Data from: Minke whales avoid a 15 kHz acoustic deterrent device
Boisseau, Oliver (2020), Data from: Minke whales avoid a 15 kHz acoustic deterrent device, Dryad, Dataset, https://doi.org/10.5061/dryad.kkwh70s20
A controlled exposure experiment was used to determine whether an acoustic deterrent device (ADD) could modify the behaviour of minke whales (Balaenoptera acutorostrata). The Lofitech Seal Scarer emitted a 14.6 kHz tone with a source level of 198 dB re 1 μPa re 1m (rms). During summer 2016, video-range tracking of minke whales was undertaken in Faxaflói Bay, Iceland. After tracking for 30 minutes, the ADD was deployed at 338-1562 m; behaviour was monitored during control, treatment and post-treatment phases. Parameters including dive duration, swimming speed, reoxygenation rate and measures of path predictability were used to quantify responses. In ten deployments, the ADD caused focal animals to move away immediately, typically increasing horizontal speed and directness away from the source and extending subsequent dives.
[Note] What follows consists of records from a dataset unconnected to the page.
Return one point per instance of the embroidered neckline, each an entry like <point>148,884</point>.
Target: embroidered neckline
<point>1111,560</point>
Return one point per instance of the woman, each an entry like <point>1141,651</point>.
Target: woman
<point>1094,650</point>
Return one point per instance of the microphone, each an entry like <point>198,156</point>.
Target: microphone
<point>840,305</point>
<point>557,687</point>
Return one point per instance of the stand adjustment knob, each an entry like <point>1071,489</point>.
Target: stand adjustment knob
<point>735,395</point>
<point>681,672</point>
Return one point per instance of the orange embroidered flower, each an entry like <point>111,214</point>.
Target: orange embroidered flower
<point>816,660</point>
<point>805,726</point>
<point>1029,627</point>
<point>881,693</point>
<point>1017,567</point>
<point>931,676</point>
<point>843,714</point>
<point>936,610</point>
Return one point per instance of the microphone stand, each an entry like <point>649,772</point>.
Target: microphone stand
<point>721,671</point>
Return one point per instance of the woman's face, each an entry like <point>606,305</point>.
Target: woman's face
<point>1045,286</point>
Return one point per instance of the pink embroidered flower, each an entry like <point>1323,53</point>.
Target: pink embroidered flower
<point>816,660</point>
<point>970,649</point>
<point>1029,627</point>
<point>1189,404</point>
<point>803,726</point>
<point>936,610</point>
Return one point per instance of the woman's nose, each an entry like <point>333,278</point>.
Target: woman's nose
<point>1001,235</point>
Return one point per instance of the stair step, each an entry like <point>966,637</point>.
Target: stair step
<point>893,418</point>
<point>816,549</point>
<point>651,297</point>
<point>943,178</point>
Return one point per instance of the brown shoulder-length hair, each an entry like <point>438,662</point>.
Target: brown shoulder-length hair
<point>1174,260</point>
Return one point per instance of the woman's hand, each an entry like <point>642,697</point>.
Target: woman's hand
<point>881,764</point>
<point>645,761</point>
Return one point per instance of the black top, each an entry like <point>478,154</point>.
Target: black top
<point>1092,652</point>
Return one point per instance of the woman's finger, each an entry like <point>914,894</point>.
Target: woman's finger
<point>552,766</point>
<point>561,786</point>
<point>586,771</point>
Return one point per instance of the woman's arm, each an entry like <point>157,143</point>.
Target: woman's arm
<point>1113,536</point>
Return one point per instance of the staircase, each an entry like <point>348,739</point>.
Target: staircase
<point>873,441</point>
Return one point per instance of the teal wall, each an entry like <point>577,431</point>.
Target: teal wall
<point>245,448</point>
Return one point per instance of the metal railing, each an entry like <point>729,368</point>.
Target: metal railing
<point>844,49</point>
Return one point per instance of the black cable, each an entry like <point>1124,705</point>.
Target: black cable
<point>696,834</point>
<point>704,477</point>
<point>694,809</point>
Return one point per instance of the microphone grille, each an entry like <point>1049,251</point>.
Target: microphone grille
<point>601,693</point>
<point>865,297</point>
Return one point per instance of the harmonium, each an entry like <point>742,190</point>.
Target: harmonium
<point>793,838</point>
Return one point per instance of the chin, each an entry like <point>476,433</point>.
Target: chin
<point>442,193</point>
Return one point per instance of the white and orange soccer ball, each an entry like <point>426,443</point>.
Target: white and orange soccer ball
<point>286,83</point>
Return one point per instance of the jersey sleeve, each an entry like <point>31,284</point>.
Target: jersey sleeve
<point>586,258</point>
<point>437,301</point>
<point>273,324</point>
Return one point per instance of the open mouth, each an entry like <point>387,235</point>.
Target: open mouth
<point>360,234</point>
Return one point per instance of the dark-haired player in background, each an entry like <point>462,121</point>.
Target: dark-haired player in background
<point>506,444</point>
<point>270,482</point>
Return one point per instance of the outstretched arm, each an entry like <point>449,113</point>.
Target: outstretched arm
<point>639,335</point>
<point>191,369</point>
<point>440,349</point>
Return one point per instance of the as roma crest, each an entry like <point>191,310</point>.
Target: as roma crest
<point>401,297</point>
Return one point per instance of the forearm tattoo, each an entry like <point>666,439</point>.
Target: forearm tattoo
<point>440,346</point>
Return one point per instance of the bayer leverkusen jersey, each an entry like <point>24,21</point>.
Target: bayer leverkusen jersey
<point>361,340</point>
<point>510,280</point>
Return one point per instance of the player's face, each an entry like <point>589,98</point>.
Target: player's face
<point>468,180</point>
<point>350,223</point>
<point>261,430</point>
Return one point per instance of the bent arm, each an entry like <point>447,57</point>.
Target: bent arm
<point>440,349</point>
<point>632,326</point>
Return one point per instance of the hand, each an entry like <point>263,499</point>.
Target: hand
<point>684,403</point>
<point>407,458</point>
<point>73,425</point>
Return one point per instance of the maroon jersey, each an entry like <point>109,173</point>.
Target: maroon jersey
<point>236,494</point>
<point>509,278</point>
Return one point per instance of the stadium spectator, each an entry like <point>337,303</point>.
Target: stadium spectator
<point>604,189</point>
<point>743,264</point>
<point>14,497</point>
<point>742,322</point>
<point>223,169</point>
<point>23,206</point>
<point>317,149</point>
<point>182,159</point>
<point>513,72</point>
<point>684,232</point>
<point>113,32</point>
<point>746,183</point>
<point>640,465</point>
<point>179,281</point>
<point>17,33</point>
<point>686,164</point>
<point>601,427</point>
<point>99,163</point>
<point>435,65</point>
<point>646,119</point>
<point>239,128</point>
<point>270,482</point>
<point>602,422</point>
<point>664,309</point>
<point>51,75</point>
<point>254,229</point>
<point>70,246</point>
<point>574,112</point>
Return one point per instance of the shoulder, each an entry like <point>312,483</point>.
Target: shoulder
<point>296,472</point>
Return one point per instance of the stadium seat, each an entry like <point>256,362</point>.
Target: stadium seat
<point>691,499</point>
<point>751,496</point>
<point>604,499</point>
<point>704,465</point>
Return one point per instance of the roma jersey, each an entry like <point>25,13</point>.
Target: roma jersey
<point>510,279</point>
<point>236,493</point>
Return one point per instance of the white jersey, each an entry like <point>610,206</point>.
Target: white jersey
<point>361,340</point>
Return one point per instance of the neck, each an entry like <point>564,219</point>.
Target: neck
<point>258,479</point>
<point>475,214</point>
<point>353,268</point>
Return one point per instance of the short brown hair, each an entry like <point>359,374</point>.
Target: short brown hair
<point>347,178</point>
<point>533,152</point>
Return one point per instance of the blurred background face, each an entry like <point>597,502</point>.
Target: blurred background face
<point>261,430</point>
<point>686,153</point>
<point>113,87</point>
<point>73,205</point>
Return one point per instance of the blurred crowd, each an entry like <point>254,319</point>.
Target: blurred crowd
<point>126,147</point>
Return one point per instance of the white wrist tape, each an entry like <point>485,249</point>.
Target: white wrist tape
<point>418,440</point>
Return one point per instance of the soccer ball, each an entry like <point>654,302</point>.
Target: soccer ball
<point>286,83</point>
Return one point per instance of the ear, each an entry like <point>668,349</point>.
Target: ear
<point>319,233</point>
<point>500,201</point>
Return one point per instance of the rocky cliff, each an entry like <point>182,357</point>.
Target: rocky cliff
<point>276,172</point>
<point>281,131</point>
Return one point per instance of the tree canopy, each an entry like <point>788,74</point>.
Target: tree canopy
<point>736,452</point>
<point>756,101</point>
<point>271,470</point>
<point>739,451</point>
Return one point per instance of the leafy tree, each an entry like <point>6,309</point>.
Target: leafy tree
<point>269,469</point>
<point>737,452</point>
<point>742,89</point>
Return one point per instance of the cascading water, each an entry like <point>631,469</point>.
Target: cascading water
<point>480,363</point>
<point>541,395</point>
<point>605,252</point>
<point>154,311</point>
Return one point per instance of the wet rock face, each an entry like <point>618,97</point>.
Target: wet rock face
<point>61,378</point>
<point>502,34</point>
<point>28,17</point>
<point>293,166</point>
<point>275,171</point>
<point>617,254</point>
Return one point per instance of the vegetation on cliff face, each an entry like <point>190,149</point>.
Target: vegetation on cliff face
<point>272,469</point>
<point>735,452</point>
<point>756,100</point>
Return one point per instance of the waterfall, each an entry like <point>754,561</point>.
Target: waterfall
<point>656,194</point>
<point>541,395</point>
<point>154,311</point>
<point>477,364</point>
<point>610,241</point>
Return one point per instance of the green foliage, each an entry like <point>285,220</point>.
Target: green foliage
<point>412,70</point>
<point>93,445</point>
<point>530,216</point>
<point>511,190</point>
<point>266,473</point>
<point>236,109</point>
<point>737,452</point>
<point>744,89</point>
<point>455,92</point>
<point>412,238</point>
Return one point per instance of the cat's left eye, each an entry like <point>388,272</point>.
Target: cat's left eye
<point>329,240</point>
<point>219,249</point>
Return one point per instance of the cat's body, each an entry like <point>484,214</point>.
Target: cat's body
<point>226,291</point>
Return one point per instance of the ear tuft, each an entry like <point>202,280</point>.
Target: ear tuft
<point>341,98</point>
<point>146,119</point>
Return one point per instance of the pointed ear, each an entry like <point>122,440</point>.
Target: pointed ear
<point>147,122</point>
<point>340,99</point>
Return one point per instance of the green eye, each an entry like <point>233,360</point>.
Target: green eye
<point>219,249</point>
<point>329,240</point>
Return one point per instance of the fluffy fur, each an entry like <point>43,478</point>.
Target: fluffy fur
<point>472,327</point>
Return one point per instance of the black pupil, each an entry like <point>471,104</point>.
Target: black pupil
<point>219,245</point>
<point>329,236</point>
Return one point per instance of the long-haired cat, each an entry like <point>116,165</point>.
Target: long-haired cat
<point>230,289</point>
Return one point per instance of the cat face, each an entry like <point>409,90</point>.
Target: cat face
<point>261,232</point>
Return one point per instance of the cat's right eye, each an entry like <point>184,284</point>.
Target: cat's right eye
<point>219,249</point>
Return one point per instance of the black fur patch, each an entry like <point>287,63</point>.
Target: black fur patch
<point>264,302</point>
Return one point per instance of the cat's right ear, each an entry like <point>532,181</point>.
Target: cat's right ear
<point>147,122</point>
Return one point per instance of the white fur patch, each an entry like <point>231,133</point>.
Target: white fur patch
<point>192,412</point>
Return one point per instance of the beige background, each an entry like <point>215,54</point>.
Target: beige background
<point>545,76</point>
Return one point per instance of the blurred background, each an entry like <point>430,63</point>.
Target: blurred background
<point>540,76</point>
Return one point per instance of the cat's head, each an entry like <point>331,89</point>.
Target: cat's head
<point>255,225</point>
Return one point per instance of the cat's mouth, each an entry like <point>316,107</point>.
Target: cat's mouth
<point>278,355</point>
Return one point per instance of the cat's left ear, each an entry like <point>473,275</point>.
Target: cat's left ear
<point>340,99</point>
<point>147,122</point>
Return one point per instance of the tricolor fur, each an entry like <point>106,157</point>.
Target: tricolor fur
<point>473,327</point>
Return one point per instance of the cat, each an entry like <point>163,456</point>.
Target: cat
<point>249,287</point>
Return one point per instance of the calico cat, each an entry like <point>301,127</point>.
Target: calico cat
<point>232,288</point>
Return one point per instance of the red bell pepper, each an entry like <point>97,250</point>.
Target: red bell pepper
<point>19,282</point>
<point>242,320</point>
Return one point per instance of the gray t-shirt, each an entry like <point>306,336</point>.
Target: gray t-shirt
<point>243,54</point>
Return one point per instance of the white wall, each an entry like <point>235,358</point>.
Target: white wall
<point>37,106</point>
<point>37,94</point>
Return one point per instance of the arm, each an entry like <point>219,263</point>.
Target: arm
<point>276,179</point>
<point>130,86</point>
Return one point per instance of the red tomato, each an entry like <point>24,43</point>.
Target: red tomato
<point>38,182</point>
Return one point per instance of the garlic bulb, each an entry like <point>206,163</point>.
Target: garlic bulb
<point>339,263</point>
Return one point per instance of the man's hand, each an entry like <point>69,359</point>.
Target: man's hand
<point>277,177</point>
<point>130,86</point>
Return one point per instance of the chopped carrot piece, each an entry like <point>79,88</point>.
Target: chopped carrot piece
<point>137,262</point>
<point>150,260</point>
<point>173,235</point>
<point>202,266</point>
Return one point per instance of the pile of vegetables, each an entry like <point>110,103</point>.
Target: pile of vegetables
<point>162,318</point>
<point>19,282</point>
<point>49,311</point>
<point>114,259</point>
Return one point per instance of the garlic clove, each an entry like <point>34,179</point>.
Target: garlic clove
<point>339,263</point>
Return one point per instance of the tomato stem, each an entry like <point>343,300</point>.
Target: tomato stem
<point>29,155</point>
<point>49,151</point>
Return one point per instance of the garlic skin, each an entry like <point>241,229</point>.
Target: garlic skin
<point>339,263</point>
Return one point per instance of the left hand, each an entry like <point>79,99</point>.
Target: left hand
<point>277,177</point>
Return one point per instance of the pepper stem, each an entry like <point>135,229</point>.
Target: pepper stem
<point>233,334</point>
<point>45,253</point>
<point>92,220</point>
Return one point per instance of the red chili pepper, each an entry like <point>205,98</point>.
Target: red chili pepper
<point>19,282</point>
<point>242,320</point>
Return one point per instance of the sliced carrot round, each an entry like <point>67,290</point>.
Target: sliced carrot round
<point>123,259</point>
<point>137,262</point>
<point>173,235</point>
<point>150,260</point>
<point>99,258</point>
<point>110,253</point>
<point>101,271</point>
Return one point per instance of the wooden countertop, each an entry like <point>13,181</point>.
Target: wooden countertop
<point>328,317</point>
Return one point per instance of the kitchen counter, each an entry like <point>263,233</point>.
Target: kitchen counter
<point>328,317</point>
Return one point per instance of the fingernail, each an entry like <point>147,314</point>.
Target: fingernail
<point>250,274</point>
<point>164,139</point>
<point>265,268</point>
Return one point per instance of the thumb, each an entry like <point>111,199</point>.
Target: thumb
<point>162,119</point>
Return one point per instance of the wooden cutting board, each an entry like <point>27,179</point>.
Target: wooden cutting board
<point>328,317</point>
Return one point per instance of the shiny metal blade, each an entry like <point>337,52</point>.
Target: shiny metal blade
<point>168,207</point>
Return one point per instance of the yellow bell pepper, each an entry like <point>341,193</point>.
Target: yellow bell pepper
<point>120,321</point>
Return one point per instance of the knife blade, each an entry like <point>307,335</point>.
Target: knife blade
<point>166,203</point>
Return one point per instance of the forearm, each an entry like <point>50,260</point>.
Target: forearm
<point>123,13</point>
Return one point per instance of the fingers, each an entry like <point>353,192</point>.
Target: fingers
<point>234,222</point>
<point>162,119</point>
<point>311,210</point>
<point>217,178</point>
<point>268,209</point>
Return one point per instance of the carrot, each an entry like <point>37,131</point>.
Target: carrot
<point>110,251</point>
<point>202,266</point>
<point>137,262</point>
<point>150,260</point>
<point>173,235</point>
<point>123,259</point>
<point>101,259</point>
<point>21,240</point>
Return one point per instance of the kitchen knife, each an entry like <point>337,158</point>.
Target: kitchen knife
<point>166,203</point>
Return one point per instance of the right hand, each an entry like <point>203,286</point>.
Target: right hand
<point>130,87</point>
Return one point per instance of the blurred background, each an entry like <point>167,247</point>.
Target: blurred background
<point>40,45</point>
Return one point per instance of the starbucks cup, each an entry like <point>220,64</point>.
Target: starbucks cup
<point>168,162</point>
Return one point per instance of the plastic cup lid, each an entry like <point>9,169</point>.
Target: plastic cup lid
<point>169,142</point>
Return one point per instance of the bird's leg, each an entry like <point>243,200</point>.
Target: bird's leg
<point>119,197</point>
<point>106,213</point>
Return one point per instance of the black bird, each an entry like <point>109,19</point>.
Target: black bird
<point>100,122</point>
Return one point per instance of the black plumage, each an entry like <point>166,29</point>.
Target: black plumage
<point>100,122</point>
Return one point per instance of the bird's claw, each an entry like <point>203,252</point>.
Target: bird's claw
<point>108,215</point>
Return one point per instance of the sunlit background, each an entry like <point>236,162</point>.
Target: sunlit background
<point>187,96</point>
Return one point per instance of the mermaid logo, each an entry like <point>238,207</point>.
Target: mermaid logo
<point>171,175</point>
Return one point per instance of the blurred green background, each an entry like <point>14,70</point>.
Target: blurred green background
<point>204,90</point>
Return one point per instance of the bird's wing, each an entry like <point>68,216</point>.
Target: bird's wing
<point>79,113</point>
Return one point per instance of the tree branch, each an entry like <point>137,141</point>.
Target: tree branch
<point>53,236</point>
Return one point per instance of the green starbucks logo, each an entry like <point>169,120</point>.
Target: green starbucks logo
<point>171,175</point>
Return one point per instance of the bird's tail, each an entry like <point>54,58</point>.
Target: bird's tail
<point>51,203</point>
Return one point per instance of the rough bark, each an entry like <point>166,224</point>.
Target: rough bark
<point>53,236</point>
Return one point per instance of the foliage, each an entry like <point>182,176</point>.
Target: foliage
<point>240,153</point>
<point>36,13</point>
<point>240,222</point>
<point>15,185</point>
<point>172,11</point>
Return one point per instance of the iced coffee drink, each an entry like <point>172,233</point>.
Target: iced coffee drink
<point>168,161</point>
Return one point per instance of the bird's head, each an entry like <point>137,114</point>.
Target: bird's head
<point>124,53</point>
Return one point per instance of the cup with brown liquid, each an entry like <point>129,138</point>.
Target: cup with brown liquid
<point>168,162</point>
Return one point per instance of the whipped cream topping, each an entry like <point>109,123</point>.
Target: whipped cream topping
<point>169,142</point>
Most whales exhibited sustained movement away after ADD deactivation. Distance of deployment had the largest effect on a multiple regression model. A noise propagation model suggested focal whales received maximum sound pressure levels of 150 dB re 1 μPa (rms). Deploying the ADD further than 25 m from individuals did not appear to risk injury even during modelled deployments of 1-2 hours; however, temporary threshold shifts may be expected if deployed any closer.
Times and positions for minke whale surfacings used during data analysis in the manuscript.